What hasn't been reported in the news, is that there was no difference in the total amount of free glutamate or glutamic acid consumed by the Chinese who used no MSG in their cooking and those who used the most! The sources simply differed. The total intakes were 2.9% of kcal in non-MSG users, 2.9% in Tertile 1 (lowest third of MSG users), 2.9% in Tertile 2, and 3.0 in Tertile 3 (highest third of MSG users). There was no statistical difference in the dietary intakes between any of the Chinese in this study.
With the identical chemicals consumed in identical amounts, to believe that there is something mystically, magically fattening about the MSG label is woo.

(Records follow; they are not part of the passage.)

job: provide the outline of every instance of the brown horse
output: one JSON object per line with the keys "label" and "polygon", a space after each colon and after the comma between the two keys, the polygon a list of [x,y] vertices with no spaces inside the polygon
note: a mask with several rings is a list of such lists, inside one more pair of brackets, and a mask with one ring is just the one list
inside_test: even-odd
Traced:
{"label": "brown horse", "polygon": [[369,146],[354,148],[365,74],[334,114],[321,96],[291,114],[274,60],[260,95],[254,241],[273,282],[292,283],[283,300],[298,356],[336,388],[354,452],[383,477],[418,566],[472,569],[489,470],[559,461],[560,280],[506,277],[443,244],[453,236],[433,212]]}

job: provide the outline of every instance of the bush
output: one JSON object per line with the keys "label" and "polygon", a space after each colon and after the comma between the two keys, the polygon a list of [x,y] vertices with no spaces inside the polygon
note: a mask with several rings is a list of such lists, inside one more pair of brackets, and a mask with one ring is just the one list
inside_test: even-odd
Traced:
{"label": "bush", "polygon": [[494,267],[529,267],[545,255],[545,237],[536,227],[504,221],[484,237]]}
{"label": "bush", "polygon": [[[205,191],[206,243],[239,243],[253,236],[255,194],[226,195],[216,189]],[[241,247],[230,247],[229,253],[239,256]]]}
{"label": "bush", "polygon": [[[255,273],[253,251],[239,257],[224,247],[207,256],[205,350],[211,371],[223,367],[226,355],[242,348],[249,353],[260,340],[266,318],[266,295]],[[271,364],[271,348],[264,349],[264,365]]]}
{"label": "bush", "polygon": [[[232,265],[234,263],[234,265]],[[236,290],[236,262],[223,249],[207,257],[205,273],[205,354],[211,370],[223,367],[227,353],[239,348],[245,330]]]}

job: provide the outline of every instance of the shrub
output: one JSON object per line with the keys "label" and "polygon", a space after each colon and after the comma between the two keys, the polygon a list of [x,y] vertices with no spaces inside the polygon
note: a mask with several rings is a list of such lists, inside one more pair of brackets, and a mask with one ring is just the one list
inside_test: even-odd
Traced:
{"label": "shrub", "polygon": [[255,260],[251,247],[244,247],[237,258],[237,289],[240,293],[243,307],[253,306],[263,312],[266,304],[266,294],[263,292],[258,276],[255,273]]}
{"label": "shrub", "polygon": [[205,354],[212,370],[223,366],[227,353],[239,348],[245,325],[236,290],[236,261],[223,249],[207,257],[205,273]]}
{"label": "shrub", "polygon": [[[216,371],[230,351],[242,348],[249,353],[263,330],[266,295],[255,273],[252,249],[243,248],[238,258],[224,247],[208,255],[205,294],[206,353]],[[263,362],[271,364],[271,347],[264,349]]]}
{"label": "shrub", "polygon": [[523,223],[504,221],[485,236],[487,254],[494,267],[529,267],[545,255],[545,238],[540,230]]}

It was a spurious correlation. The bottom line is that the INTERMAP population study wasn’t designed to identify factors relating to weight status; it was studying blood pressures. More importantly, it didn’t look at a single health outcome, which is the most important outcome in medical research.

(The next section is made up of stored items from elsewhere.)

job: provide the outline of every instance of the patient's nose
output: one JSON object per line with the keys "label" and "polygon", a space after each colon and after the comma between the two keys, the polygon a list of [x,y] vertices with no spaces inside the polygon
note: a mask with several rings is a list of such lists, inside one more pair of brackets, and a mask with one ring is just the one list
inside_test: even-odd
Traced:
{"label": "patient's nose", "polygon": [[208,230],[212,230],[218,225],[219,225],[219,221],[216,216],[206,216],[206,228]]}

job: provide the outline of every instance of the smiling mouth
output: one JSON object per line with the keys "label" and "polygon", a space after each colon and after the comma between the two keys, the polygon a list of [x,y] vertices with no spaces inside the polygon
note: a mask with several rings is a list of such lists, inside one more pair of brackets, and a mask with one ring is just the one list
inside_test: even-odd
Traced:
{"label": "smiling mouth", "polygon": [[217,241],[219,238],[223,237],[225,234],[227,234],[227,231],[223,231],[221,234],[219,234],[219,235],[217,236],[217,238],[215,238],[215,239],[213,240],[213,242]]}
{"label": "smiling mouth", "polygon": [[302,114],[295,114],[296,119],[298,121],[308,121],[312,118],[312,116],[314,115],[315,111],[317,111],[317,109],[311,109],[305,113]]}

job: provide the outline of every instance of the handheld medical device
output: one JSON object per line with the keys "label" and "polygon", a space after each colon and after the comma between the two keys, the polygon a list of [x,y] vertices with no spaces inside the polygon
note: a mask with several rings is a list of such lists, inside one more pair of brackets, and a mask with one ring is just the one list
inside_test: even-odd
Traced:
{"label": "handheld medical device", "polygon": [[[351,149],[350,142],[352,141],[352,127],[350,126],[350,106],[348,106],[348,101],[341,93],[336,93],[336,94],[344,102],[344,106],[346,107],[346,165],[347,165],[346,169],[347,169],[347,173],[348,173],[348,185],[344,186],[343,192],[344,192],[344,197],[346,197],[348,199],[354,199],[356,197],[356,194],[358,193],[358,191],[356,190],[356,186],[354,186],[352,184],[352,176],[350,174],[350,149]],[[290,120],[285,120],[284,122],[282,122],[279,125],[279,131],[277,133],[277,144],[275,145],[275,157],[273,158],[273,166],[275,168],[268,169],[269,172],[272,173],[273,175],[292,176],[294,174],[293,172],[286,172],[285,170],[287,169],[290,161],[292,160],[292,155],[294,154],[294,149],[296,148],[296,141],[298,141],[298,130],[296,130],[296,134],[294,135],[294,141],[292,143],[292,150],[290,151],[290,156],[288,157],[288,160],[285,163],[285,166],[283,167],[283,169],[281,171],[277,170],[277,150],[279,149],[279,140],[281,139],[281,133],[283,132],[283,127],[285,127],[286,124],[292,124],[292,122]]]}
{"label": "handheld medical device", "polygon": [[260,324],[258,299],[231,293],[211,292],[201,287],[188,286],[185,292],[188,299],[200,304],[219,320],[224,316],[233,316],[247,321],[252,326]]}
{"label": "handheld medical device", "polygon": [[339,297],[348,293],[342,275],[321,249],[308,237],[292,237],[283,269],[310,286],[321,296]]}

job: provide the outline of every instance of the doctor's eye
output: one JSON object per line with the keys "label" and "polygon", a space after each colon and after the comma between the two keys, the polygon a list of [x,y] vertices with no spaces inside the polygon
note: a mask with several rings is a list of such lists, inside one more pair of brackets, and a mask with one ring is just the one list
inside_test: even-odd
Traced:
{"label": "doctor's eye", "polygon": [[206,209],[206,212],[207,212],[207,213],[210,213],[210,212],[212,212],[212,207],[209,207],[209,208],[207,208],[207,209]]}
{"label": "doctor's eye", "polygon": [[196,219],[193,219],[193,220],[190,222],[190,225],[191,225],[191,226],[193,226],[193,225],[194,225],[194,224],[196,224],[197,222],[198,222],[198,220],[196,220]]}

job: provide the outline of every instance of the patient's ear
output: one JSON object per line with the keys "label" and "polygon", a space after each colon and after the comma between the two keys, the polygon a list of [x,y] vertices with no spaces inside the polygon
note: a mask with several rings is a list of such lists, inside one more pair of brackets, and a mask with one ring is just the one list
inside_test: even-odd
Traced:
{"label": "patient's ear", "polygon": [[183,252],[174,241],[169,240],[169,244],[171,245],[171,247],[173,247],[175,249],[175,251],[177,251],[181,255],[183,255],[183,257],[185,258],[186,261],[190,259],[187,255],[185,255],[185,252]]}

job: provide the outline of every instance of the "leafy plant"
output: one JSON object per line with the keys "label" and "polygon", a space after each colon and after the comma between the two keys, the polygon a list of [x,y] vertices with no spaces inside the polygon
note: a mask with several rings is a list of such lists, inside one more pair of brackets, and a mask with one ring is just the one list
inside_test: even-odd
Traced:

This secondary analysis study failed to derive any tenable correlations between MSG and overweight among these 752 Chinese adults. It was a null study.
© 2008 Sandy Szwarc
For fun. You, too, can be an epidemiologist. If you wanted to create other explanations for the spurious correlation of the 5% difference in average BMIs between non-MSG users (BMI 22.3) and the highest MSG users (BMI 23.5), you could.
There were no statistical differences in their activity levels (heavy activity varied from 1.9 to 2.0 hours/day); the sugars they ate or caloric intakes (all within 251 kcal/day). There was, however, an 11% difference in smoking status, with the smallest BMIs among the smokers.
Next, make up some explanation for a correlation between not cooking with MSG and smoking.